The main arguments in favour of adopting a regular stretching routine are that it reduces the risk of injury, prevents excessive muscle soreness and improves athletic performance. Traditionally, many runners believe they can increase their running economy by becoming more flexible, it was always assumed it was always better to be more flexible. Run training results in reduced flexibility in the joints of the lower legs, so the more you run the harder it may be to touch your toes. This loss of flexibility that results from running has generally been thought of as a bad thing, but there is little or no evidence to support this theory (Witvrouw et al., 2004). Far from being hurtful or unwanted, the natural tightening of the lower leg joints and connective tissues that occurs in response to training allows the legs to function as stiffer springs. This means that well trained runners can better capitalise on energy from ground impact and reuse it to propel them forward. This improves running economy by allowing the runner to use less energy to sustain any given pace. So stretching and improving flexibility has no impact on improving performance but surely it helps to prevent injuries? ……. Actually it doesn’t.

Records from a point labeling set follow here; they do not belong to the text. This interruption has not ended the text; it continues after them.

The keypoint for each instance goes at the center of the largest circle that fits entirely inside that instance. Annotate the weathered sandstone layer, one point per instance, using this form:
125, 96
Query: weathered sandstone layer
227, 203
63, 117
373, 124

USA Track & Field (USATF) conducted a massive study on pre-run stretching involving almost 3,000 teenaged and older runners, and sought to determine the effect of pre-run stretching on running injuries. The purpose was to examine specifically if pre-run stretching is beneficial for overall injury prevention or reduction. The participants were randomly assigned to groups, one performing a specified pre-run stretching routine and the other performing no pre-run stretching for a period of three months. It was found that there was no difference in the risk of injury for those who stretched before running and those who did not, stretching did not provide protection against injury.
If flexibility is bad for running economy, and doesn’t protect against injury then why would any runner want to stretch? Unfortunately it’s more complex than that.

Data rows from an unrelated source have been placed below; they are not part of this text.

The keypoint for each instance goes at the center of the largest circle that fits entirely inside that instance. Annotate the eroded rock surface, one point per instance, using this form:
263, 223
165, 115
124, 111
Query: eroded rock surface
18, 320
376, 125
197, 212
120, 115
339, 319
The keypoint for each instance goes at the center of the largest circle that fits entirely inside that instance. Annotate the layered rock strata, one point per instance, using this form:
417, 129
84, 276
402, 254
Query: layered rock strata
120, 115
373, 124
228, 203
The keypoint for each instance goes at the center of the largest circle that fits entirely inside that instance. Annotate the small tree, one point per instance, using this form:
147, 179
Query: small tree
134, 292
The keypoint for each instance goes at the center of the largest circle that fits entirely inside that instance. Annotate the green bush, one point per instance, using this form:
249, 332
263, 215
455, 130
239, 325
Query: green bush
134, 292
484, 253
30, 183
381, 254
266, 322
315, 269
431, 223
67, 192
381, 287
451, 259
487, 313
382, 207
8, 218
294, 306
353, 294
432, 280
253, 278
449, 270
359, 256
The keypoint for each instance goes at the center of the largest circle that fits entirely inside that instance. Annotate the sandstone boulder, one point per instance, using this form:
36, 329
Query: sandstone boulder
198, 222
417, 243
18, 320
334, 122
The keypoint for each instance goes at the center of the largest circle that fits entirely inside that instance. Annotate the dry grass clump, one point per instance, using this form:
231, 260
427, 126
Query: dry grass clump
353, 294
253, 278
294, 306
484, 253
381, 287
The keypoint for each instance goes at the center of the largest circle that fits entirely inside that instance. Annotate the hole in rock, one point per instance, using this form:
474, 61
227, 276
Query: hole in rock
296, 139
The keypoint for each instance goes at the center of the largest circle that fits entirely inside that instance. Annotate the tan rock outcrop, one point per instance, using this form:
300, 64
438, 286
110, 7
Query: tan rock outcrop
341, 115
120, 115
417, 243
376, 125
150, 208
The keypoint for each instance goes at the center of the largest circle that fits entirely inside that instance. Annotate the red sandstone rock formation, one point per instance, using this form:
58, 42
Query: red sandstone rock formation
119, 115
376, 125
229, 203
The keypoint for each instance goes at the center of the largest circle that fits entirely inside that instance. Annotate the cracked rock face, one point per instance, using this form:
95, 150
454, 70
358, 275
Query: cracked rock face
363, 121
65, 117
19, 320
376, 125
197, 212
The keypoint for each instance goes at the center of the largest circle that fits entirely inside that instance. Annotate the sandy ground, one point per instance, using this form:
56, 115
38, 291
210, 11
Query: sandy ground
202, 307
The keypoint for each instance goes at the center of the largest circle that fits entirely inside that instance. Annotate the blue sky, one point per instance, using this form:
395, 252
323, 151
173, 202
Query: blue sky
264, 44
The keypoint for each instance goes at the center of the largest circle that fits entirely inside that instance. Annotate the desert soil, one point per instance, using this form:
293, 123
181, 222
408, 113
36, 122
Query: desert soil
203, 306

Industrial, technological and social progress have considerably reduced physical activity levels and greatly increased the amount of time we spend sitting (Matthews et al., 2012). When compared to our parents and grandparents, this generation work and live in surroundings that discourage movement and physical activity – we are required to sit for prolonged periods in work, school and home (Owen et al., 2010). While running itself won’t reduce your range of motion to a degree that hampers your running, sitting for extended periods of time on a consistent basis at work or home could be the root cause of many running injuries. Sitting can cause muscle imbalances resulting in some muscles become extremely tight and others extremely weak. These imbalances can cause injuries in runners and result in poor performance. Stretching, and to an even greater extent, doing functional strength exercises that take these muscles and joints through their natural movements can counteract this process and help you run better. But a bit of stiffness in the right places helps too!
Allison KF, Keenan KA, Sell TC, Abt JP, Nagai T, Deluzio J, McGrail M & Lephart SM. (2015). Musculoskeletal, biomechanical, and physiological gender differences in the US military. US Army Med Dep J, 22-32.

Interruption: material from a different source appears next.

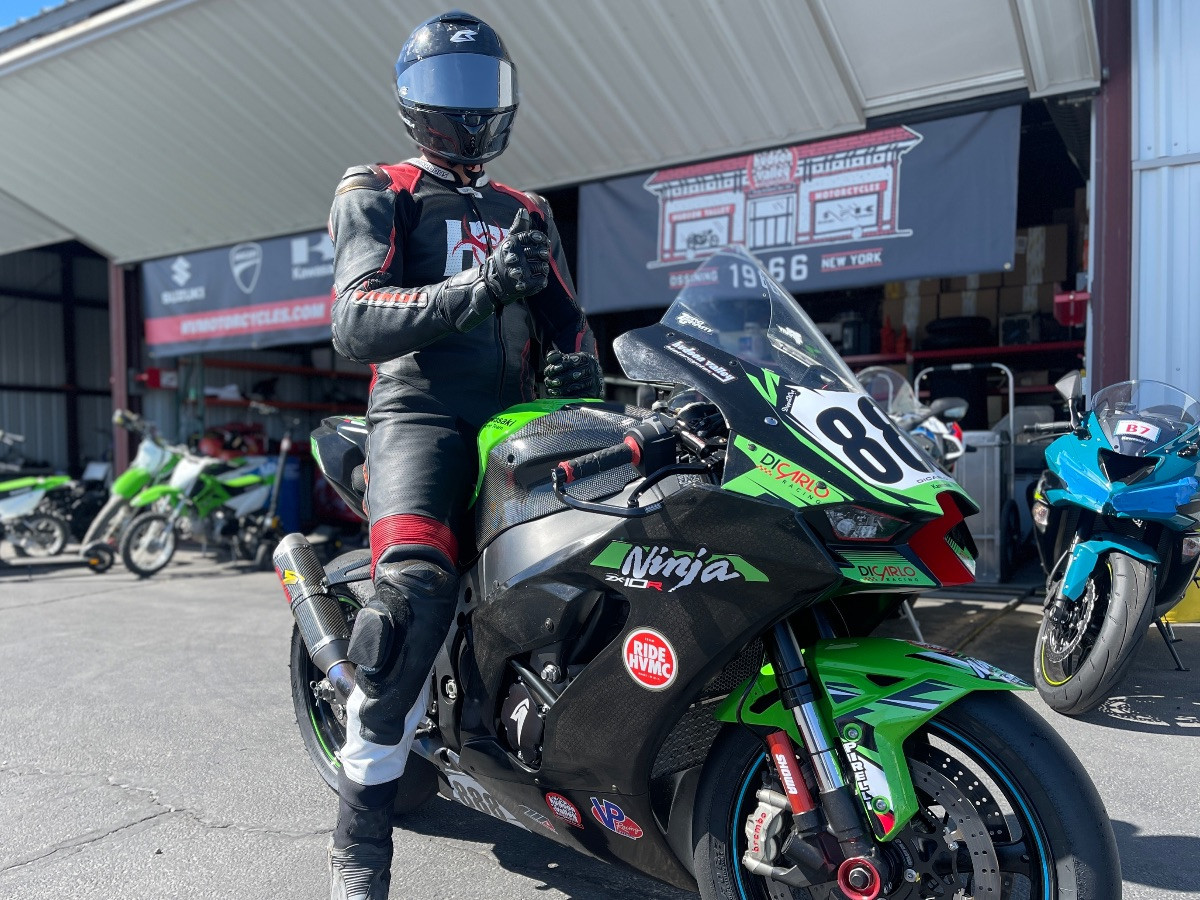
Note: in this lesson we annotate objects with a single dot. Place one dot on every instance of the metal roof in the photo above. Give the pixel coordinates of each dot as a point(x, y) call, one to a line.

Craib MW, Mitchell VA, Fields KB, Cooper TR, Hopewell R & Morgan DW. (1996). The association between flexibility and running economy in sub-elite male distance runners. Med Sci Sports Exerc 28, 737-743.
Jones AM. (2002). Running economy is negatively related to sit-and-reach test performance in international-standard distance runners. Int J Sports Med 23, 40-43.
Jones AM. (2006). The Physiology of the World Record Holder for the Women’s Marathon. International journal of Sports Science & Coaching 1, 101-116.
Matthews CE, George SM, Moore SC, Bowles HR, Blair A, Park Y, Troiano RP, Hollenbeck A & Schatzkin A. (2012). Amount of time spent in sedentary behaviors and cause-specific mortality in US adults. Am J Clin Nutr 95, 437-445.
Owen N, Healy GN, Matthews CE & Dunstan DW. (2010). Too much sitting: the population health science of sedentary behavior. Exerc Sport Sci Rev 38, 105-113.
Witvrouw E, Mahieu N, Danneels L & McNair P. (2004). Stretching and injury prevention: an obscure relationship. Sports Med 34, 443-449.